In Africa, the president of South Africa, Cyril Ramaphosa, said Sunday that the country would reimpose a ban on alcohol sales to reduce the volume of people needing emergency care so that hospitals have more beds free to treat COVID-19 patients.
South Africa, which accounts for over 40 per cent of all the reported coronavirus cases on the continent, is also reinstating a nighttime curfew to reduce the number of traffic accidents and has made it mandatory for all residents to wear face masks in public.
"We are taking these measures fully aware that they impose unwelcome restrictions on people's lives. They are, however, necessary to see us through the peak of the disease," Ramaphosa said in a letter to the nation on Monday.

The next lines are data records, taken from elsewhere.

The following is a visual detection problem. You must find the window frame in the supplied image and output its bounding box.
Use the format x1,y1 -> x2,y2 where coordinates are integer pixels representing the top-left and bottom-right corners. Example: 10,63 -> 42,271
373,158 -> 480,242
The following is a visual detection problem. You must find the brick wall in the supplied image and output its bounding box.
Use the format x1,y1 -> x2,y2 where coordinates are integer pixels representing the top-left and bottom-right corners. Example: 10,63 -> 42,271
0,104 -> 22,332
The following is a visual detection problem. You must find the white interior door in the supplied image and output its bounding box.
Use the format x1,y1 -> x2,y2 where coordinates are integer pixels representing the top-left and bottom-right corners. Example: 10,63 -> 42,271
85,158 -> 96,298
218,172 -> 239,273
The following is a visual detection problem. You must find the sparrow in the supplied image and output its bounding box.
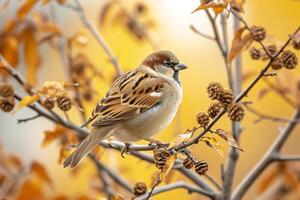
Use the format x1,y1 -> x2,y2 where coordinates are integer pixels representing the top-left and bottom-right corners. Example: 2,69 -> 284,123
64,50 -> 187,167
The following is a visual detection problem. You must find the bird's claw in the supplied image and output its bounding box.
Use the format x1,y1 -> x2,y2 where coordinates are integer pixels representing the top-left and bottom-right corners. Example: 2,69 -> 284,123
121,143 -> 131,158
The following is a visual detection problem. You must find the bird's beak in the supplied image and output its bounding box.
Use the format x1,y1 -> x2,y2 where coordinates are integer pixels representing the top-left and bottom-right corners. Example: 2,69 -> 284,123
174,63 -> 187,71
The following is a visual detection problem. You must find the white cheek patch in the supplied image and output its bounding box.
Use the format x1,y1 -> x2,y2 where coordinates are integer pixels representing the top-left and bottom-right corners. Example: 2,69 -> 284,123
149,92 -> 162,97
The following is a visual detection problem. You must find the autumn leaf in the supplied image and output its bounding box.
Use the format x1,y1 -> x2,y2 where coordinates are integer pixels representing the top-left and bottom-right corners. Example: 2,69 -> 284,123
30,161 -> 52,185
16,179 -> 44,200
200,136 -> 224,157
216,129 -> 244,151
17,0 -> 38,19
15,95 -> 40,112
159,154 -> 176,181
42,125 -> 66,147
169,131 -> 193,148
227,27 -> 253,63
192,2 -> 228,14
22,28 -> 40,85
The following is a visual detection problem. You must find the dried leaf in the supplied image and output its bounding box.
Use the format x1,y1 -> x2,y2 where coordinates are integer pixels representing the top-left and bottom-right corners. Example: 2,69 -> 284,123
22,28 -> 40,85
15,95 -> 40,112
216,129 -> 244,151
17,0 -> 38,19
201,136 -> 224,157
169,131 -> 193,148
159,154 -> 176,181
30,161 -> 52,185
192,2 -> 228,14
42,126 -> 66,147
227,27 -> 253,63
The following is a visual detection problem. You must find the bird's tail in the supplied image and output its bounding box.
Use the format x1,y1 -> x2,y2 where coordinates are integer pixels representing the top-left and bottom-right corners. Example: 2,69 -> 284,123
63,128 -> 106,168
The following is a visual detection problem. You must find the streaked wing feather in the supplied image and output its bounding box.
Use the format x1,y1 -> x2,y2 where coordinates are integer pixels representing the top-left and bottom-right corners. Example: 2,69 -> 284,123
92,71 -> 165,126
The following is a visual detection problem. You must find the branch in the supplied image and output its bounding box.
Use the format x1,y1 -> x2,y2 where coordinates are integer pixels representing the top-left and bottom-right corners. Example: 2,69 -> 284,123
232,110 -> 300,200
136,181 -> 216,200
67,0 -> 122,76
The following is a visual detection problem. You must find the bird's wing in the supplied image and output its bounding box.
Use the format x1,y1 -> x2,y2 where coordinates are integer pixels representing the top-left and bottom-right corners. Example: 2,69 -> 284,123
83,70 -> 166,126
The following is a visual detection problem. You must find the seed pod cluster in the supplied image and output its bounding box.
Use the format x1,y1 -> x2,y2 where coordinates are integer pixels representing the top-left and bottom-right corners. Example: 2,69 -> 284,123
196,112 -> 209,127
0,83 -> 15,112
153,148 -> 171,170
182,157 -> 208,176
195,160 -> 208,176
56,95 -> 72,112
250,26 -> 267,42
227,103 -> 245,121
133,182 -> 147,197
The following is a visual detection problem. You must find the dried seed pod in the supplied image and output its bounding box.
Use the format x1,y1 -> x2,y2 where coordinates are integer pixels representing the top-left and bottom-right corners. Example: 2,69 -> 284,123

"There is no way that we can avoid the coronavirus storm, but we can limit the damage that it can cause to our lives."
In the Americas, Mexican Finance Minister Arturo Herrera said on Monday he had recovered from COVID-19 after his latest test results for the virus came through negative and that he was returning to work.
Herrera made the announcement on Twitter, some two and a half weeks after he first revealed he had contracted coronavirus.
Several high-ranking officials in the Americas have tested positive for COVID-19, including Brazil President Jair Bolsonaro and Interim Bolivian President Jeanine Anez.